Ни секты, ни дискуссионные кружки основой массовой организации стать не могут, просто по своей органической природе — они ориентированы на самовоспроизводство и самосохранение и тем более стабильны, чем более стоят спиной к внешнему миру. Разумеется, это отнюдь не означает отсутствия взаимодействия, например, с социальными движениями или рабочими профсоюзами. Но вопрос в том, как, для чего, каким образом строится это взаимодействие? Сектантско-кружковый принцип предполагает, что работать с социальными движениями можно одним из двух способов: либо просто участвовать в них, поддерживать все их начинания, выступая своего рода бескорыстными помощниками любого протеста; либо вести в рядах протестующих разъяснительную работу, доказывая, что всё зло — в капитализме, объясняя системную природу проблем, с которыми сталкиваются те или иные слои общества. В последнем случае успех работы определяется тем, сколько активистов социального движения удалось «завербовать», затащить в свой кружок, идейно «поднять до своего уровня». Однако движение в целом остаётся на прежнем уровне, не развивается и, по большей части, заходит в тупик. Идейная работа левых в социальных движениях оказывается неэффективной потому, что нет ответа на вопрос, что левые могут предложить этому движению как таковому, как они хотят повлиять на его развитие, программу, стратегию, организацию. В лучшем случае борьба за гегемонию внутри социального движения сводится к выдавливанию из него фашистов и националистов или к вялой полемике с либералами по общим вопросам. Но даже если гегемония завоёвана, если именно левые идейные позиции доминируют среди активистов и лидеров протеста (что сегодня встречается не так уж редко), что это даёт движению? Как влияет на его деятельность, программу, повестку дня?

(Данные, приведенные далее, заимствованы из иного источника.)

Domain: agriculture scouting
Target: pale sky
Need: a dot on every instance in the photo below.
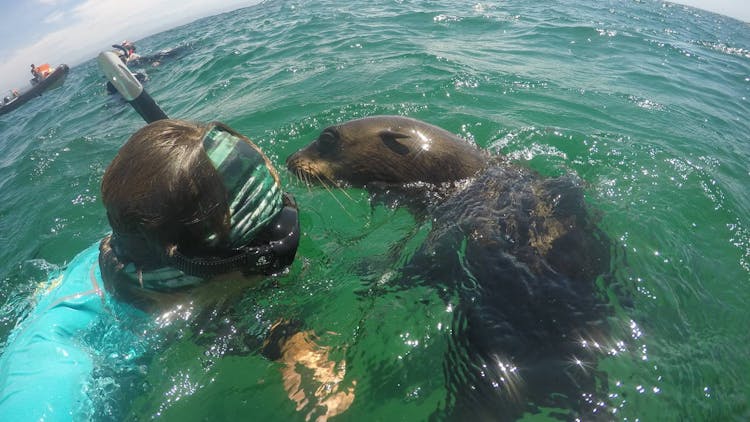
(73, 31)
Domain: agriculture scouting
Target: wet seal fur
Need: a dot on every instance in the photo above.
(519, 253)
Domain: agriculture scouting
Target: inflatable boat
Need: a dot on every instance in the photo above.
(16, 98)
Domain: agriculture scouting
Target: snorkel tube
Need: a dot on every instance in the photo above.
(128, 86)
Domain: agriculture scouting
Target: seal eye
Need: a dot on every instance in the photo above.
(327, 141)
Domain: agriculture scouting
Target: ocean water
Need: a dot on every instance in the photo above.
(646, 101)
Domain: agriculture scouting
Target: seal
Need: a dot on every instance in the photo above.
(386, 149)
(518, 254)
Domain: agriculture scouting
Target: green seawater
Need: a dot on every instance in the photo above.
(646, 101)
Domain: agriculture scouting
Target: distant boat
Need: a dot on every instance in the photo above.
(17, 98)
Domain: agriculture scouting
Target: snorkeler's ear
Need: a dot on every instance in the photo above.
(391, 140)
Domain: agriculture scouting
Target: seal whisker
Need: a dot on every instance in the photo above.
(328, 188)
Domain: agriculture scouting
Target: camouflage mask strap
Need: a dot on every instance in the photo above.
(255, 195)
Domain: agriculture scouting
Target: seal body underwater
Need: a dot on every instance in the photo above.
(518, 254)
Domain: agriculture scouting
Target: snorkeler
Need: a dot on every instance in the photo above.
(189, 205)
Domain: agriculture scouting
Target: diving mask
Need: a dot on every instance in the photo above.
(264, 231)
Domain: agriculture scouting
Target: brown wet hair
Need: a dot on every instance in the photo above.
(161, 192)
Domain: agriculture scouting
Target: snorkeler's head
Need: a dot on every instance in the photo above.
(197, 200)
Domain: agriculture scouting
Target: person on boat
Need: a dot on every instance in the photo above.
(36, 76)
(126, 51)
(191, 207)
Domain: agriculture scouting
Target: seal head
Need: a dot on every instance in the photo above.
(386, 149)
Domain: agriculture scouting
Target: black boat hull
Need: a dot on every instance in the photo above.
(54, 80)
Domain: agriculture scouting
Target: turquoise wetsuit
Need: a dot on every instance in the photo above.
(45, 369)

Проблема не в том, что предложений или идей нет, что левые, якобы, не имеют программы, а в том, что сектантски-кружковая практика делает ненужной и невозможной работу по формированию общественной повестки дня.

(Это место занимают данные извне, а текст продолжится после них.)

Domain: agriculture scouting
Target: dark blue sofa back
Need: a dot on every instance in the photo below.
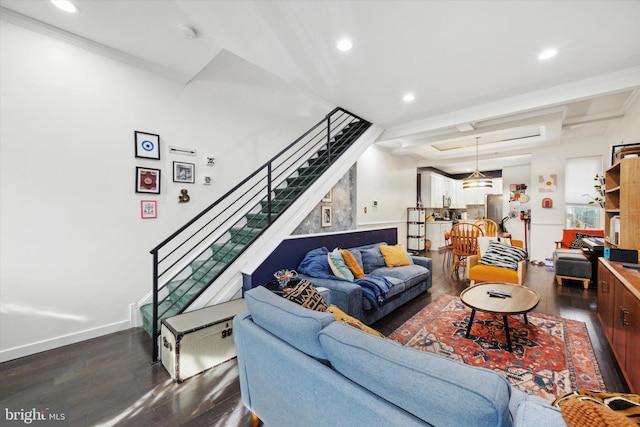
(291, 251)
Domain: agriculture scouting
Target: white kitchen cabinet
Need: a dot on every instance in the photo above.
(416, 218)
(435, 233)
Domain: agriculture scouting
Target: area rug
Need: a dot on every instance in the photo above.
(551, 356)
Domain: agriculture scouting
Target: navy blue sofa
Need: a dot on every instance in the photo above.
(408, 281)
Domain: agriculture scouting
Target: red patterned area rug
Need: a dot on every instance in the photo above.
(551, 356)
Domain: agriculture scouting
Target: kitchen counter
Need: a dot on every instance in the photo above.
(435, 232)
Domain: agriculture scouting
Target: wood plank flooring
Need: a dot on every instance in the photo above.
(108, 381)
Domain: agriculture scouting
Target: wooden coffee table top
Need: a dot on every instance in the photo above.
(522, 299)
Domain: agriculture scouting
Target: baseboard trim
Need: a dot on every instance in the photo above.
(50, 344)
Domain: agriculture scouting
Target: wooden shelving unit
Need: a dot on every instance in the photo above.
(622, 198)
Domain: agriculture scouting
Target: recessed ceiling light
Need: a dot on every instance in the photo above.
(344, 45)
(65, 5)
(408, 97)
(548, 53)
(188, 32)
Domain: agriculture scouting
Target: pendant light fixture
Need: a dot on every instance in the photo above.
(477, 179)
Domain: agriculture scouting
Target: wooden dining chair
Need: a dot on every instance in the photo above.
(488, 226)
(464, 239)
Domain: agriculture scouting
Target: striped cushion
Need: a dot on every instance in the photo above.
(501, 255)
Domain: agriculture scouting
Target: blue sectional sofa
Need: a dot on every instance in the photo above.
(406, 281)
(299, 367)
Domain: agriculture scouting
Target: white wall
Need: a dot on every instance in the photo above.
(392, 182)
(514, 175)
(74, 251)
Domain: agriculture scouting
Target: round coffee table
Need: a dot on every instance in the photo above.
(499, 298)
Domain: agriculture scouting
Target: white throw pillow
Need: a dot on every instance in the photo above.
(483, 242)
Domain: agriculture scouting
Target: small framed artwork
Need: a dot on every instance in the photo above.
(184, 172)
(147, 145)
(148, 209)
(147, 180)
(326, 215)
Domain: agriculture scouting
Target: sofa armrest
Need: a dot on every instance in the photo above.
(530, 414)
(423, 261)
(344, 294)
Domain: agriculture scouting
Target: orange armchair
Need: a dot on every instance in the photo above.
(477, 272)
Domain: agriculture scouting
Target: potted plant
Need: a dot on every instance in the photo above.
(599, 187)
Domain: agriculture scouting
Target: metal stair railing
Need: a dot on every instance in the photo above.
(190, 259)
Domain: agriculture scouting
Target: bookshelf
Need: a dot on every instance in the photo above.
(622, 199)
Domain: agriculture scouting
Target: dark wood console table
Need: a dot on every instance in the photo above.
(593, 248)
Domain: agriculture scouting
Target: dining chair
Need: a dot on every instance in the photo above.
(464, 239)
(488, 226)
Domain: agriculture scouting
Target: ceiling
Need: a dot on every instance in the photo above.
(472, 65)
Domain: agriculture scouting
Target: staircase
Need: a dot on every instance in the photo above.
(191, 260)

Осознание этой ситуации, стремление выйти за пределы сектантской псевдополитики и потребность в объединении в 2010–2011 годах наблюдается среди левых повсеместно. К тому же за два десятилетия, прошедших со времени распада СССР, острота разногласий и противостояния между различными идейными традициями в значительной мере сошла на нет. Активисты, считающие себя «продолжателями дела Ленина и Сталина», не видят большой беды в том, чтобы сотрудничать с троцкистами, а различия между более умеренными и более радикальными левыми всё более стираются под влиянием кризиса. Все понимают, что самоопределяться надо не по отношению к традициям прошлого, а в соответствии с задачами социальной и политической борьбы дня сегодняшнего. Однако, парадоксальным образом, даже искренние и сознательные попытки изменить ситуацию, преодолеть сектантство и создать нечто качественно новое, ожидаемых результатов не дают. Построить новую левую партию на основе объединения кружков и сект не получается. И не в идейных разногласиях дело, не в амбициях и не в столкновении групповых интересов, а в том, что новая организация может быть создана только на основе нового массового движения, в котором левые, прошедшие школу кружков и сект, могут выступить в качестве своего рода идейного фермента, катализатора политического процесса, но никак не в качестве основы, на которой всё строится.
Но где массовое движение? Оно то возникает, то исчезает, как призрак коммунизма, описанный Марксом в 1848 году. В обществе происходит постепенная политизация, но она неравномерна, а главное не соответствует нашим пожеланиям и, зачастую, прогнозам. Видимо дело не только в осознании проблемы и готовности её решать, но и в том, чтобы найти нужное решение, алгоритм политических действий.
А такой алгоритм не может быть выстроен без понимания социальной и политической ситуации в России и других странах постсоветского пространства, ситуации, которая, если и не уникальна, то явно не соответствует готовым шаблонам, привычным для отечественных левых. Противоречивость политического момента, переживаемого Россией в 2011–2012 годах, состоит в том, что кризис отечественной социально-экономической модели капитализма обострился до того предела, когда воспроизводство этой системы становится технически невозможным, а её распад — исключительно делом времени. А жёсткая и неэффективная система управления гарантирует, что развал системы неминуемо примет форму политической революции. Но на фоне объективной неизбежности системного краха, социальные связи в обществе крайне слабы, его классовая структура является рыхлой, культурные традиции — крайне ослабленными, рабочее движение — незрелым и малочисленным. Именно это и предопределяет неудачу попыток построить более или менее «правильную» левую партию, модель которой тесно связана с опорой на жёсткую и определённую социальную базу. Короче, революционная ситуация есть, а революционного субъекта нет.